The illustration on the top shows the process sequence. The left photo shows a cross-section of an enclosed microfluidic channel, while the right photo shows through-silicon holes, used as inlets/outlets and aligned with the microchannels. The researchers concluded it should be possible to remove a heat flux of 100 W/cm2 with a pressure drop of <2 atmospheres. (Source: Georgia Institute of Technology)

The sacrificial polymer decomposes when the wafer is heated, leaving enclosed microchannels. A second overcoat is applied for enhanced mechanical strength and sealing. This overcoat may be a spin-on polymer layer, a high-quality SiO2 thin film, or an electroplated metal sheet. The wafer is then bumped with a standard C4 process.

Through-chip holes and polymer "pipes" are used as inlets and outlets, formed by a thick layer of photo-imageable polymer on the front side of the wafer. The polymer pipes should be aligned with the inlet/outlet holes, then the passivation layer inside the pipes are etched to allow fluidic circulation.

After cleaning and drying, the wafer is ready for dicing. The resulting flip-chip can be mounted onto a liquid-cooled PWB substrate, which is equipped with embedded microfluidic channels and powered by integrated or external pumps for liquid circulation. Conventional underfill may be used to achieve a hermetic seal.

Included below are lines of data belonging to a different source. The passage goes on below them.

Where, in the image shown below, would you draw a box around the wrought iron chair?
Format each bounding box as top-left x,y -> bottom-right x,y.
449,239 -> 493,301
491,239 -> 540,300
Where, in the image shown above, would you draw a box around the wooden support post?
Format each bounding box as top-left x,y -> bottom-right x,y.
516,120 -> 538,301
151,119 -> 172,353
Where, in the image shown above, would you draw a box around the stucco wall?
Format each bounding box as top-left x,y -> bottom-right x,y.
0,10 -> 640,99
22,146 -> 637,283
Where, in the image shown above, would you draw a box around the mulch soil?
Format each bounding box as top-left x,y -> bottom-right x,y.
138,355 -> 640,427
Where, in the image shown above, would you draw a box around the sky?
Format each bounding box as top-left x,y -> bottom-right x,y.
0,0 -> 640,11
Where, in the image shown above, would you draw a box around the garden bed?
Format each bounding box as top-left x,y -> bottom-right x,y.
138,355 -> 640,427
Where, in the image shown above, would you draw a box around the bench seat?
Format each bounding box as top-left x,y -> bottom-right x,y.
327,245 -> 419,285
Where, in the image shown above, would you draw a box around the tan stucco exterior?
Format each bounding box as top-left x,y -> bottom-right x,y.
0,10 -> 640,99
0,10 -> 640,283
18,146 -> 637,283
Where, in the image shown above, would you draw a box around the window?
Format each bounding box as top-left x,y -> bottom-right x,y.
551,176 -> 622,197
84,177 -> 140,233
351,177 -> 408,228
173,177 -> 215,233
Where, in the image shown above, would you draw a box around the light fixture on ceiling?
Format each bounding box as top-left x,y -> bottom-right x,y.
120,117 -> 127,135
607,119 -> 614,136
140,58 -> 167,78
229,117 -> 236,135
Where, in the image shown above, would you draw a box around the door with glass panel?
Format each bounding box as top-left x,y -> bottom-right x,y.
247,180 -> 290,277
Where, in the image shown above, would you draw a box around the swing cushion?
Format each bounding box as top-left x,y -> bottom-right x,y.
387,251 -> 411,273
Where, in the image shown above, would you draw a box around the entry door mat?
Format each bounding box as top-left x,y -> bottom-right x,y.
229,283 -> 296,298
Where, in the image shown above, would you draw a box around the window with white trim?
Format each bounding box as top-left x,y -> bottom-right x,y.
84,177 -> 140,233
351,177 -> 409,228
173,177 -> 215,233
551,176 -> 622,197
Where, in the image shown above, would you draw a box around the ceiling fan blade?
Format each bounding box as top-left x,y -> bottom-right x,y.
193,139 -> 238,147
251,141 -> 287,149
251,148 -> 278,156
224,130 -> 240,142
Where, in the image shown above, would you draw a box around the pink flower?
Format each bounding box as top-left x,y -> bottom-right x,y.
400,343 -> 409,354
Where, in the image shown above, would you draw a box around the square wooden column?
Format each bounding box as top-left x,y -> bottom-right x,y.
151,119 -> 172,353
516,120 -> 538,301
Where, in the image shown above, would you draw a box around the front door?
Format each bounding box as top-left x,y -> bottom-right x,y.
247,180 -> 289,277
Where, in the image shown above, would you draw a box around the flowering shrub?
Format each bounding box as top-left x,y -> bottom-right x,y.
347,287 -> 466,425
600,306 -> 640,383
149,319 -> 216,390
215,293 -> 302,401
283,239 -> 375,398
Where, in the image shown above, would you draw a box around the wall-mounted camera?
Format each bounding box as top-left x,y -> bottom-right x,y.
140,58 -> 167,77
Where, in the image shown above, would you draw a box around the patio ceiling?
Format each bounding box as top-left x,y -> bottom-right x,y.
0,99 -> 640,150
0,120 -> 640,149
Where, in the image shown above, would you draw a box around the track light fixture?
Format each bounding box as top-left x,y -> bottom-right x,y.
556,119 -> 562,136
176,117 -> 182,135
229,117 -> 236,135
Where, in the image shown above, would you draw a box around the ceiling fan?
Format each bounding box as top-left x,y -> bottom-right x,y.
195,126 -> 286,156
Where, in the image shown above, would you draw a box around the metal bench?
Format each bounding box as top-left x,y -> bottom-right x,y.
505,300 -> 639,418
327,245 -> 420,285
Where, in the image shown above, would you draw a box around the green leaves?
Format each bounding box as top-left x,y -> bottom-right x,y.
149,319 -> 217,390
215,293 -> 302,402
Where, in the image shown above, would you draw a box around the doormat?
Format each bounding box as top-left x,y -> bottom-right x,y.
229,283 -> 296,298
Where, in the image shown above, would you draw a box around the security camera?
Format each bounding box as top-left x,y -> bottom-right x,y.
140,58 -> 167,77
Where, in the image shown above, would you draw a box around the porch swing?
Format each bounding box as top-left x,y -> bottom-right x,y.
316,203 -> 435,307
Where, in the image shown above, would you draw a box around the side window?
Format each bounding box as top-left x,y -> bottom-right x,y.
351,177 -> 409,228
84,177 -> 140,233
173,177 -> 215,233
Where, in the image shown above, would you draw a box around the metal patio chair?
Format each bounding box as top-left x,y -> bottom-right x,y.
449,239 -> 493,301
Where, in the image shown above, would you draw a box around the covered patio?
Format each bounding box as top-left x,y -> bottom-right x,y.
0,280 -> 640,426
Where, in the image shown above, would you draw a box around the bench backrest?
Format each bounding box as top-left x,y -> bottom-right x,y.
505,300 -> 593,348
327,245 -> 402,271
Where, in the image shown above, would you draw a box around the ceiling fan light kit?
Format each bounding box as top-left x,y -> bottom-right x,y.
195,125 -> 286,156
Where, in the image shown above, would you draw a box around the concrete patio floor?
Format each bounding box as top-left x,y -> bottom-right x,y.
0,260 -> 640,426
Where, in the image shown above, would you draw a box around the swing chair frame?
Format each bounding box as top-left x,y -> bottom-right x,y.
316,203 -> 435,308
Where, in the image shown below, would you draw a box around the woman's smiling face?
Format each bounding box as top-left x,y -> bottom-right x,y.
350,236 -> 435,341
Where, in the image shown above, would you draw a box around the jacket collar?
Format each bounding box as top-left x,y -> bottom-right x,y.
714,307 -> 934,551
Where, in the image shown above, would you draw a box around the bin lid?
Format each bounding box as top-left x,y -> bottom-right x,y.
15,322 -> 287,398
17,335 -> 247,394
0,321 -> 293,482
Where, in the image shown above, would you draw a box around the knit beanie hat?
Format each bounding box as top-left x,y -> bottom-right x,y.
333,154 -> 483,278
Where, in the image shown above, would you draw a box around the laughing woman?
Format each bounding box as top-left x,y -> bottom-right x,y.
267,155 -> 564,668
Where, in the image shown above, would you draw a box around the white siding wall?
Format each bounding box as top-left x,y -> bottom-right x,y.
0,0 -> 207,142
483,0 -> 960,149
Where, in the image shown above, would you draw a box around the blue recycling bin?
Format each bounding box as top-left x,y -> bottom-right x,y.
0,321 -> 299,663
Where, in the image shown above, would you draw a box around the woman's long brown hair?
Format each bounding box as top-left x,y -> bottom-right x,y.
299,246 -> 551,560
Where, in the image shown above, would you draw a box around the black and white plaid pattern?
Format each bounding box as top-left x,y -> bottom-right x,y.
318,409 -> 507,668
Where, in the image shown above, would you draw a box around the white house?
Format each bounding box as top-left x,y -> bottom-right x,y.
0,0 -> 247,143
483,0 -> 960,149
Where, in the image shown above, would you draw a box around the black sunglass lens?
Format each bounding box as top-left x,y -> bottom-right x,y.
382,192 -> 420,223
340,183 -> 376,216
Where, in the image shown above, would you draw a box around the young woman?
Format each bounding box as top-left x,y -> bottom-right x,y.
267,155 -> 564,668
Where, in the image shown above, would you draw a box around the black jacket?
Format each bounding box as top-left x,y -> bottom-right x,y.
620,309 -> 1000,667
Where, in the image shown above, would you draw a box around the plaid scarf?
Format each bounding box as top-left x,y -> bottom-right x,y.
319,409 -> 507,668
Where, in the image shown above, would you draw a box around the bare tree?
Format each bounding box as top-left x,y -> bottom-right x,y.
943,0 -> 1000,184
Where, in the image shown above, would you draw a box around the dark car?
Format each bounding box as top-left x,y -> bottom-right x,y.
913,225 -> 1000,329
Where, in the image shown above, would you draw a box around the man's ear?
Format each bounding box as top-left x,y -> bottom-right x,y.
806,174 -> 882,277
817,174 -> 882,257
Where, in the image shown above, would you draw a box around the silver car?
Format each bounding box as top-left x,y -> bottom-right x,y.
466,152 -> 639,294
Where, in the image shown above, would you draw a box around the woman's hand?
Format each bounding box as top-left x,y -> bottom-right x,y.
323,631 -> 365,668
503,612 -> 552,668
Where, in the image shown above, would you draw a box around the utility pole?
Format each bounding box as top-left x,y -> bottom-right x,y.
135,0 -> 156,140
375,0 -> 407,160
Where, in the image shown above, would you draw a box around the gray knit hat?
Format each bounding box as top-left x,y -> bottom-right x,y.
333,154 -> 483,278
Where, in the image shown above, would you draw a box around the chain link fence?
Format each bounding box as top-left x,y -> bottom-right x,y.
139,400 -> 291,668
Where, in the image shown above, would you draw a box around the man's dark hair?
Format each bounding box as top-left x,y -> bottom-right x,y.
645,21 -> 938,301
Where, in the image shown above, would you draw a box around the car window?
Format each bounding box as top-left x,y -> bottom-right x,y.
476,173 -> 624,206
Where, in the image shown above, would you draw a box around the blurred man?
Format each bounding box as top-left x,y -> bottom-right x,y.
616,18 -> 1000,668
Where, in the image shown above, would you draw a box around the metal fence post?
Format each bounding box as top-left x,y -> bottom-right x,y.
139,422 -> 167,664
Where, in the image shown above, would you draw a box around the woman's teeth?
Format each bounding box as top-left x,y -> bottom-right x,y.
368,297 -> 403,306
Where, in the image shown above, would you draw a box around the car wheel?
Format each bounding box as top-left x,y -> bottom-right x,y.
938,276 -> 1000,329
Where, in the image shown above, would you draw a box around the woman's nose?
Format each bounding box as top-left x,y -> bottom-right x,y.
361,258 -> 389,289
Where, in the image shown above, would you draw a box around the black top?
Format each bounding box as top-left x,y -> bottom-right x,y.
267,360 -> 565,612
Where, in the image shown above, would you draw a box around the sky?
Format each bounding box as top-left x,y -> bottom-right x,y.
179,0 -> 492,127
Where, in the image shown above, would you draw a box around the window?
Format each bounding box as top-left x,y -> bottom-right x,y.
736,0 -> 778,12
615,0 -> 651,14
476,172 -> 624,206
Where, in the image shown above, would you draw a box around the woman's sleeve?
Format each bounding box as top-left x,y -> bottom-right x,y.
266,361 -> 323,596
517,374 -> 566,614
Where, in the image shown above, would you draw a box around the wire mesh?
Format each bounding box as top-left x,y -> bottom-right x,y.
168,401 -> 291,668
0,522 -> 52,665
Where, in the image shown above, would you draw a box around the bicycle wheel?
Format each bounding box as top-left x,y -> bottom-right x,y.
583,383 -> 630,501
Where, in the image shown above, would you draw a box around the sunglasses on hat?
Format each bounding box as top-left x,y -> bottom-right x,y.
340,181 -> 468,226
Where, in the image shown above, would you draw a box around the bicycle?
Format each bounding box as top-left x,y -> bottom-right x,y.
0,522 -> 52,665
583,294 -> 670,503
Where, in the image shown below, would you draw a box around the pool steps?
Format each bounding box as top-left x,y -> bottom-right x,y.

The team investigated two different channel-array designs, with multiple inlet/outlet configurations, to determine pressure drop across the cooling system and assess heat removal capability. The first design has 51 parallel channels and every three channels share a pair of inlet/outlet holes. In the second design, the channels are in a serpentine shape to achieve a more uniform temperature gradient.

Since the overall heat exchange area is identical for the two designs, their heat removal capability is the same for a given overall flow rate of any cooling liquid. The researchers say, to remove a heat flux of 100 W/cm2 with DI water, the minimum overall flow rate of 0.4 cc/sec is required for a temperature difference of 60ºC between the inlets and outlets. They concluded it should be possible to remove a heat flux of 100 W/cm2 with a pressure drop of <2 atmospheres.